Przed podopiecznymi Tito Vilanovy ligowe starcie z Realem Saragossa na La Romareda w ramach 31. kolejki Primera División. Katalończycy awansowali w środku tygodnia do półfinału Ligi Mistrzów i dziś o godzinie 19:00 w spotkaniu wyjazdowym z pewnością zobaczymy kilku zmienników.

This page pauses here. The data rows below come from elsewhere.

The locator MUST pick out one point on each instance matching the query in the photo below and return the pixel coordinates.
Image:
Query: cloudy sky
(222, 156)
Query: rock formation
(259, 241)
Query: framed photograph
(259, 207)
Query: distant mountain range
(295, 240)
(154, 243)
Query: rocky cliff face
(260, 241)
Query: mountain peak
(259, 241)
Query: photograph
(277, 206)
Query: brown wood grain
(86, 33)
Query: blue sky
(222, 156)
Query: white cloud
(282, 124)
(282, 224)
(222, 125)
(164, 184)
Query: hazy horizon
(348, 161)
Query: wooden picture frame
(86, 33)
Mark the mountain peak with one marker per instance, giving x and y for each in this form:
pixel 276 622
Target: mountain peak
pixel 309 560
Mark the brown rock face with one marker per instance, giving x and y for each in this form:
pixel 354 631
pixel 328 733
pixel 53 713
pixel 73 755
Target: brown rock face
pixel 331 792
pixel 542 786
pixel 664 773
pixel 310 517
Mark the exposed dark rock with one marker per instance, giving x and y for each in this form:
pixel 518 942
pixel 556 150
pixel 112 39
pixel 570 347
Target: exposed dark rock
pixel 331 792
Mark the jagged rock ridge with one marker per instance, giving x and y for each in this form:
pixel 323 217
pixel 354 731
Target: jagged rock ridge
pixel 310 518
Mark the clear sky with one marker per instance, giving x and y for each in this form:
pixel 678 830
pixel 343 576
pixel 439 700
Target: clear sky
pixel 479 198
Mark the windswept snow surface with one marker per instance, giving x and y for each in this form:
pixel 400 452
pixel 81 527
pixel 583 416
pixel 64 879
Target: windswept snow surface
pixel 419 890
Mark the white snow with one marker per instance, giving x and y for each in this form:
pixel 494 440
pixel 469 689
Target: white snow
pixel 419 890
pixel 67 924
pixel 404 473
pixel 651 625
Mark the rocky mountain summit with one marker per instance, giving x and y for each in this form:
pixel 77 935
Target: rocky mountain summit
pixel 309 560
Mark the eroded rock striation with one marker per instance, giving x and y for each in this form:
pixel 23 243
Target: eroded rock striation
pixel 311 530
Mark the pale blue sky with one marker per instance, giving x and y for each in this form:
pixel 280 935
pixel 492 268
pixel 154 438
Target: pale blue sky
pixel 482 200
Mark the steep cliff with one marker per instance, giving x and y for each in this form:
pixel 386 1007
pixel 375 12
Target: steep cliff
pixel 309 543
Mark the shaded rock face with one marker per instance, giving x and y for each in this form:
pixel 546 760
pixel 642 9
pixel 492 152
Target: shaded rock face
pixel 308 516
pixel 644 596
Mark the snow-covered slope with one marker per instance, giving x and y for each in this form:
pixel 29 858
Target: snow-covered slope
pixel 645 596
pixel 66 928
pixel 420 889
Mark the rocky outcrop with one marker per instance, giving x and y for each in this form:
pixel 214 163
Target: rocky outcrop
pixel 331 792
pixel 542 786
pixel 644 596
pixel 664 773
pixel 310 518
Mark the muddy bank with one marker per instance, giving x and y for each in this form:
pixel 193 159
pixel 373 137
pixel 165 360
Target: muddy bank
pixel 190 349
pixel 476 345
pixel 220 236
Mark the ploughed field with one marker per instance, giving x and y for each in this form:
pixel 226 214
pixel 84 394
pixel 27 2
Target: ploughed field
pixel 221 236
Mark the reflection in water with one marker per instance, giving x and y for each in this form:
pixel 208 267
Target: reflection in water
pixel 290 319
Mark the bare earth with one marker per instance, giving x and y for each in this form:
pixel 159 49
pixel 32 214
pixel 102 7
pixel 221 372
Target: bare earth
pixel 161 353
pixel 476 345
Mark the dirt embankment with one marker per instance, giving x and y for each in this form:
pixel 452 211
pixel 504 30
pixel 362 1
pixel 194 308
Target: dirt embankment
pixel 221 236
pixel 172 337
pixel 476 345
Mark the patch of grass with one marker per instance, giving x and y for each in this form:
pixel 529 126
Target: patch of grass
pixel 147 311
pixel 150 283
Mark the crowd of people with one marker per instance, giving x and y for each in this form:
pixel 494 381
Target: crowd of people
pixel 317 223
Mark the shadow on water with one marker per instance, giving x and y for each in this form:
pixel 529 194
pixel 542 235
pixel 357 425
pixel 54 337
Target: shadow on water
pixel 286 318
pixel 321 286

Pierwszy mecz pomiędzy tymi drużynami był rozgrywany na Camp Nou. Gospodarze wygrali wówczas 3:1 po golach Messiego (2) i Songa. Honorowe trafienie dla Saragossy zaliczył Montañés. Dziś faworyt również jest tylko jeden, bo gospodarze nie wygrali meczu ligowego od… 22 grudnia 2012 roku i okupują 18. pozycję w tabeli La Liga. Barcelona oczywiście pewnie zmierza po mistrzostwo Hiszpanii, a ostatnio wygrała 5:0 z Mallorcą.
Trener Realu Saragossa, Manuel Jiménez, nie będzie mógł jutro skorzystać z zawieszonego Abrahama oraz kontuzjowanych Obradovicia, Javiego Álamo oraz Zuculiniego. Największe zagrożenie będzie pewnie stwarzał Hélder Postiga, a także Apoño, który jest rozgrywającym drużyny z La Romareda. Gospodarze swoją szansę upatrują również w nieobecności Lionela Messiego, ale ostatnie starcie Katalończyków z Mallorcą pokazało, że Duma Katalonii wyśmienicie sobie radzi bez Argentyńczyka. Saragossa skazywana jest na pożarcie, ale nie może przejść obok tego meczu obojętnie, bo w ich sytuacji liczy się każdy punkt.
Tito Vilanova na dzisiejsze spotkanie nie zabrał Andrésa Iniesty, Sergio Busquetsa i Jordiego Alby. Kontuzjowani są oczywiście Puyol, Mascherano i Messi. Skład zatem nie będzie optymalny, ale mało który zespół posiada tak klasowych zmienników, jak Blaugrana. Zawodnikom należy się odpoczynek po remisie z Paris Saint-Germain, który dał awans Barcelonie do półfinału Ligi Mistrzów, gdzie czeka już Bayern Monachium. Trzeba dbać o zdrowie piłkarzy na ostatniej prostej sezonu. Tacy gracze jak Montoya, Bartra, Tello czy Thiago, będą mieli znakomitą okazję, aby nie wypaść z rytmu meczowego, a przy okazji rywal nie jest zbyt wymagający.
Trzy punkty w tym pojedynku to oczywiście podstawa. Przewaga nad Realem Madryt musi zostać zachowana i bezpiecznie dowieziona do końca. Saragossa pewnie będzie gryzła trawę, aby wywalczyć chociaż punkt, ale nie da się ukryć, że umiejętnościami nie dorastają Barcelonie do pięt. Z Katalończykami można jednak powalczyć poprzez zaangażowanie i ambicję – co pokazała Celta czy Real Sociedad. Nie spodziewam się wysokiego wyniku na rzecz gości, ale po prostu pewnego zwycięstwa.
Aleksander Stanuch (DumaKatalonii.pl): Nieobecność Messiego z pewnością nie wpłynie na poczynania Barcelony w starciu ze słabą w tym sezonie Saragossą. Gospodarze w poprzednim sezonie cudem uniknęli spadku, ale w tym chyba ta sztuka już się nie uda. Goście zagrają w głównej mierze rezerwowym składem, ale wiele drużyn chciałoby mieć u siebie takich zmienników. Liczę na więcej minut dla Abidala, Bartry, Alexisa i Tello. Zwycięstwo 3:0 na rzecz Barcelony uznam za wykonanie zadania.